Let’s look at a few of the many ways commercial real estate, in the context of 24-hour cities, impacts the urban economy. I’ll pick three particulars to discuss. You can think of more, I’m sure.
Price, Productivity, and Property Usage
Why in the world would tenants pay high rents in the most expensive cities, and why would investors believe that competition would not bring the stratospheric prices of the “superstar cities” back to earth? The answer lies at the intersection of physical, financial, and human capital. Obviously, the preference for 24-hour city investments — from both domestic and worldwide capital sources — is the financial circle in this Venn diagram.
The physical capital issue is two-fold.
- At the level of the property, 24-hour cities support the usage of commercial space for longer periods each day. Firms realize that their rent pays for space that is in place 24-hours each day, every day of the year. However, they only get value from that space when their employees are at work. In 24-hour cities, offices do not “go dark” in the evening as they do in cities where the workforce jumps in their cars by 6 p.m. and heads home for the suburbs. With more intensive utilization of the space over time, company revenues expand. Space in use is a productive asset; idle space is unprofitable.

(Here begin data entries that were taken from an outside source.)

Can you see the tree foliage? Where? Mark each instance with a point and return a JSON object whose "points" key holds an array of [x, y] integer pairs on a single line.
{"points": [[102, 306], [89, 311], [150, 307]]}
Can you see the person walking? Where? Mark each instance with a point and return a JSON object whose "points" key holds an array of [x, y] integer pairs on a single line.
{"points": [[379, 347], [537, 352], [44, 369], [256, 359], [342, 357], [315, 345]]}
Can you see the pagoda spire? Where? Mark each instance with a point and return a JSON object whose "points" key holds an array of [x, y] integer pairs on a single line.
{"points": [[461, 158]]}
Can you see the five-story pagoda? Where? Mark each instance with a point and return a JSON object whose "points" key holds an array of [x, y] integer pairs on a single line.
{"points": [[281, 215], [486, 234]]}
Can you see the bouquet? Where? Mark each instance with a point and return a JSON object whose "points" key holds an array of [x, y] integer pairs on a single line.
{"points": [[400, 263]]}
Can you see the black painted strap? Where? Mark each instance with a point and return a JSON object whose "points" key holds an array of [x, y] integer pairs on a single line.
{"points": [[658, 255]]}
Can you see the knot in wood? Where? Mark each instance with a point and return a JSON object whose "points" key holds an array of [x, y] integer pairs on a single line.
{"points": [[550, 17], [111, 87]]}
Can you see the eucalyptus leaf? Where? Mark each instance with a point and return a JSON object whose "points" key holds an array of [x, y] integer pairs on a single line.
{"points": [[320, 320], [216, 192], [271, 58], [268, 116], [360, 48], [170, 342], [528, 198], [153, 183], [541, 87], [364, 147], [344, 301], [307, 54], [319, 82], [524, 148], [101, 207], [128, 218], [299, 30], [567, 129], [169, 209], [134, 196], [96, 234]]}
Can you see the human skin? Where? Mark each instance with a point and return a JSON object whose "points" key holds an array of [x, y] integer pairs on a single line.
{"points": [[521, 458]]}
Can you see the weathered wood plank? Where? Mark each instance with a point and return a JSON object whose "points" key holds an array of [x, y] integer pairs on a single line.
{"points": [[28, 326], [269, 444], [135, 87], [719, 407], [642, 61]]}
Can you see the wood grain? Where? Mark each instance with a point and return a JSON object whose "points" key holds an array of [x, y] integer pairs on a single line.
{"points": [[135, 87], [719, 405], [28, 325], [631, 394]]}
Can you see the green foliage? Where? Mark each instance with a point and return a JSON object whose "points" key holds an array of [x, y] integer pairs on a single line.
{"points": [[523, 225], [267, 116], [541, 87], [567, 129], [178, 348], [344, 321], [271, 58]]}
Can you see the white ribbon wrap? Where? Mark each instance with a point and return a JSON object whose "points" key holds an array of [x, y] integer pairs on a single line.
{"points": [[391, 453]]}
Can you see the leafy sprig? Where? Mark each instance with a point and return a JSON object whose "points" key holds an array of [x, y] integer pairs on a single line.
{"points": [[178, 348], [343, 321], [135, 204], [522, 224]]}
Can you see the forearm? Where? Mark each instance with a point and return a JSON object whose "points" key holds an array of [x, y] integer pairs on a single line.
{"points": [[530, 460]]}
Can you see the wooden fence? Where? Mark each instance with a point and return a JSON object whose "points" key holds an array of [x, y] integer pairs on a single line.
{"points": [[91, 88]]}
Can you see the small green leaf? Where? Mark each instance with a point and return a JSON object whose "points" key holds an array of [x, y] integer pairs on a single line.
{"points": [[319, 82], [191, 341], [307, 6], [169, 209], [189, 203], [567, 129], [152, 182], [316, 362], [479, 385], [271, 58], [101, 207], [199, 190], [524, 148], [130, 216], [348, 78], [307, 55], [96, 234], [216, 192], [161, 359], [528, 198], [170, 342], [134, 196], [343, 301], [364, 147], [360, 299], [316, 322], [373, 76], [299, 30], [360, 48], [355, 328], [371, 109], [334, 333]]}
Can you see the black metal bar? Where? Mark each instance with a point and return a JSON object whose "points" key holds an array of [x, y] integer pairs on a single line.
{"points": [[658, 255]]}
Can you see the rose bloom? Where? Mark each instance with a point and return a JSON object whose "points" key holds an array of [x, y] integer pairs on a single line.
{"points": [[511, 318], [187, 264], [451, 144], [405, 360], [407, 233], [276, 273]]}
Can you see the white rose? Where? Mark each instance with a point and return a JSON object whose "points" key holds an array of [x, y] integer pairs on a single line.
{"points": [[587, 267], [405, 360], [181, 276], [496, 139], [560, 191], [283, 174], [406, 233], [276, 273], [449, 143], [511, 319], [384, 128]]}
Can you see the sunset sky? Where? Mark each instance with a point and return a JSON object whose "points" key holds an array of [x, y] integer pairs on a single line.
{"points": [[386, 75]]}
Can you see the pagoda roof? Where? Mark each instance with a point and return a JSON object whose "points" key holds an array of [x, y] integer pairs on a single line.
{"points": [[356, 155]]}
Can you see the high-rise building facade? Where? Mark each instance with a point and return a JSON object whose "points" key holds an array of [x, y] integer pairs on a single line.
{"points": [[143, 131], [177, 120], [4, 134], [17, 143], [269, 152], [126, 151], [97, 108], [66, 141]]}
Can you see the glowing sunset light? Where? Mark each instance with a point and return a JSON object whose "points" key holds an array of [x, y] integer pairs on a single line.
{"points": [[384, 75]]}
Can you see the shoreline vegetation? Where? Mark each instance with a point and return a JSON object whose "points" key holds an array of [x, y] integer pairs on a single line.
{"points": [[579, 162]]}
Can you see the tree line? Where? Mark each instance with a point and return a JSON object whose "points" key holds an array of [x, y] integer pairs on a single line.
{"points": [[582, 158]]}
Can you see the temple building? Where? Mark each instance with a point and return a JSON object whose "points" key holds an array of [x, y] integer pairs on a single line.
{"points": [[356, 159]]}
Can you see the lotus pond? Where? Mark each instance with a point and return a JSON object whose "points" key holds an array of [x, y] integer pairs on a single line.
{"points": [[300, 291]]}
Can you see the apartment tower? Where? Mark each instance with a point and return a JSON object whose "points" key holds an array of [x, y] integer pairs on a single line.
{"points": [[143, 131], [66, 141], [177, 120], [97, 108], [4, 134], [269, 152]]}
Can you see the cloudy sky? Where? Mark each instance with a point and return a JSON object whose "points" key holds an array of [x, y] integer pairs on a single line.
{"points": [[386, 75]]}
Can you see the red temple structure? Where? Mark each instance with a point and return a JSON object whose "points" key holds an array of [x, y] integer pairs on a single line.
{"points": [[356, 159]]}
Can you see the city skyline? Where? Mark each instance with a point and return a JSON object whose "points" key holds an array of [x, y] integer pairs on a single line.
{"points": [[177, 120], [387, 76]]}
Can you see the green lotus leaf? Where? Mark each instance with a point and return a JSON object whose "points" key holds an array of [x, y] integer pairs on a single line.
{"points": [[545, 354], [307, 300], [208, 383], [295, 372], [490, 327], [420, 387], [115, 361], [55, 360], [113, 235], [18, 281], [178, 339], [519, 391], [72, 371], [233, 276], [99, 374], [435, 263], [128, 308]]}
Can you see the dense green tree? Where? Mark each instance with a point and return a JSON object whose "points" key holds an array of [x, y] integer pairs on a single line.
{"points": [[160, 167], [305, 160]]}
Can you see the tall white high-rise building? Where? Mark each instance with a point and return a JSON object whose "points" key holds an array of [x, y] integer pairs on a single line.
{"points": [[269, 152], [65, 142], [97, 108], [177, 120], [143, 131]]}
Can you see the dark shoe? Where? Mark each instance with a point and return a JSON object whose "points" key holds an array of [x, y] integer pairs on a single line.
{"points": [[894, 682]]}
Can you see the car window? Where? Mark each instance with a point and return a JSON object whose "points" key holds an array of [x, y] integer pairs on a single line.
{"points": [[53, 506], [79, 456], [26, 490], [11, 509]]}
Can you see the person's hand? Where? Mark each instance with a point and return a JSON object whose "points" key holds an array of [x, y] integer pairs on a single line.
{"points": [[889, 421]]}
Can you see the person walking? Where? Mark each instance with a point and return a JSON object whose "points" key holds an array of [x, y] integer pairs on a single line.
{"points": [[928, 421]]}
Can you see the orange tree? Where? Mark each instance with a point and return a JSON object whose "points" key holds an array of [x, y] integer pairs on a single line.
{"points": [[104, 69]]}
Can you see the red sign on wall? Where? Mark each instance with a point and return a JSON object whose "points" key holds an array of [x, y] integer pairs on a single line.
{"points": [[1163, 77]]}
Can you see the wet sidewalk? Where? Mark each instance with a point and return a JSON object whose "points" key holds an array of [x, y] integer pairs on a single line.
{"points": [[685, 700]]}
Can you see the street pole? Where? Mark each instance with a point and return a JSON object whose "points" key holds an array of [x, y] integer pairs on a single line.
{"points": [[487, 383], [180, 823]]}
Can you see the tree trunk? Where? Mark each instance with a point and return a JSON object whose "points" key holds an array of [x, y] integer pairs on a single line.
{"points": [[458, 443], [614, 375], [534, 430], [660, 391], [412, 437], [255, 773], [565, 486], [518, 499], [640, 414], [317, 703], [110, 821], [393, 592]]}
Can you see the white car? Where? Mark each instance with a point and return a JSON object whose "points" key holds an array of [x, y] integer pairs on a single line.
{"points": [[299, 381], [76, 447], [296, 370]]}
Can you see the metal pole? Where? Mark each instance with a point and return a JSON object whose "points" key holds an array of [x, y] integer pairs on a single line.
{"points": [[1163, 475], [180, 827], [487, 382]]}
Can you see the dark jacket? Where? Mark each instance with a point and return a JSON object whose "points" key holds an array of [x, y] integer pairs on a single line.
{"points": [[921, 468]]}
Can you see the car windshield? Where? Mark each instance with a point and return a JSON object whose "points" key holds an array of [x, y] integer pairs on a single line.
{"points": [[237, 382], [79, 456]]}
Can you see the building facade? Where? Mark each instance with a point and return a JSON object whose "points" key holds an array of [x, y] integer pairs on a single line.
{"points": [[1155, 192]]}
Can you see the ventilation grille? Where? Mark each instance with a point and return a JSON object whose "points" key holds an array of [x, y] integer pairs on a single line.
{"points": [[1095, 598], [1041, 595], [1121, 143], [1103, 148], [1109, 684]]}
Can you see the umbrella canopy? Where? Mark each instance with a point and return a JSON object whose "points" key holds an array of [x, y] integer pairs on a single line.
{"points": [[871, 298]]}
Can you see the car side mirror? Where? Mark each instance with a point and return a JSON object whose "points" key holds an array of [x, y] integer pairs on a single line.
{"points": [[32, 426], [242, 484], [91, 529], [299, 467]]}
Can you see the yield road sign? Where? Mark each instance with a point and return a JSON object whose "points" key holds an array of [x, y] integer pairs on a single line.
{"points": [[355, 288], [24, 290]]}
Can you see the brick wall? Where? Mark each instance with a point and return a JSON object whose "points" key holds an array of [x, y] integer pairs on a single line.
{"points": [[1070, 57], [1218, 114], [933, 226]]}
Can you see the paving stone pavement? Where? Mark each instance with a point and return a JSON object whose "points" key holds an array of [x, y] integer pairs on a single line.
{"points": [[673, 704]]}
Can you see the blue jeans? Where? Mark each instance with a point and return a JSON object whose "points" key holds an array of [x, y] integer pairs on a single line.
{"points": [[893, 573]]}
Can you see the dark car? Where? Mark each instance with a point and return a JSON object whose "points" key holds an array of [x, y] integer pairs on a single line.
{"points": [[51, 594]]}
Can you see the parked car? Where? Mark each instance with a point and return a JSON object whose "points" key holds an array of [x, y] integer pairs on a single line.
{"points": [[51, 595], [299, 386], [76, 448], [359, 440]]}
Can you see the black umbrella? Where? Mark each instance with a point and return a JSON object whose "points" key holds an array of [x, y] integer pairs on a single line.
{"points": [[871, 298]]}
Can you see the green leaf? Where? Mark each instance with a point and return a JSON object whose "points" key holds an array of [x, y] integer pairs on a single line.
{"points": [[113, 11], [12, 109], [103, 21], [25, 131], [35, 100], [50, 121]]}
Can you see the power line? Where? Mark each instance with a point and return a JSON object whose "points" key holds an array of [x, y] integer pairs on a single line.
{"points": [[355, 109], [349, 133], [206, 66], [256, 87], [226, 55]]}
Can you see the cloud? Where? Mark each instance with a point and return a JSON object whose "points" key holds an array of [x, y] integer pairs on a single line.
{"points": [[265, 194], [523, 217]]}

- At the level of the city, we recognize a similar dynamic. Cities have tremendous investment in infrastructure of all kinds: transportation, communications, utilities, and so forth. If that capacity is idle for more than half the time each day, there is money going to waste. Take highways, for example. Cities build road capacity for peak usage: the rush hours. For 9-to-5 cities, those highways are virtually empty after nine or ten in the evening. That’s true even in traffic-clogged Los Angeles, Atlanta and Dallas. But traffic studies paint a very different picture for New York, Miami, Chicago and San Francisco. What’s true of traffic is also true of electrical usage. We build for peak capacity everywhere, but cities have vastly different off -peak usage patterns. 24-hour markets are more efficient in their use of public physical capital, as well as commercial physical capital. That makes them more sustainable environmentally as well.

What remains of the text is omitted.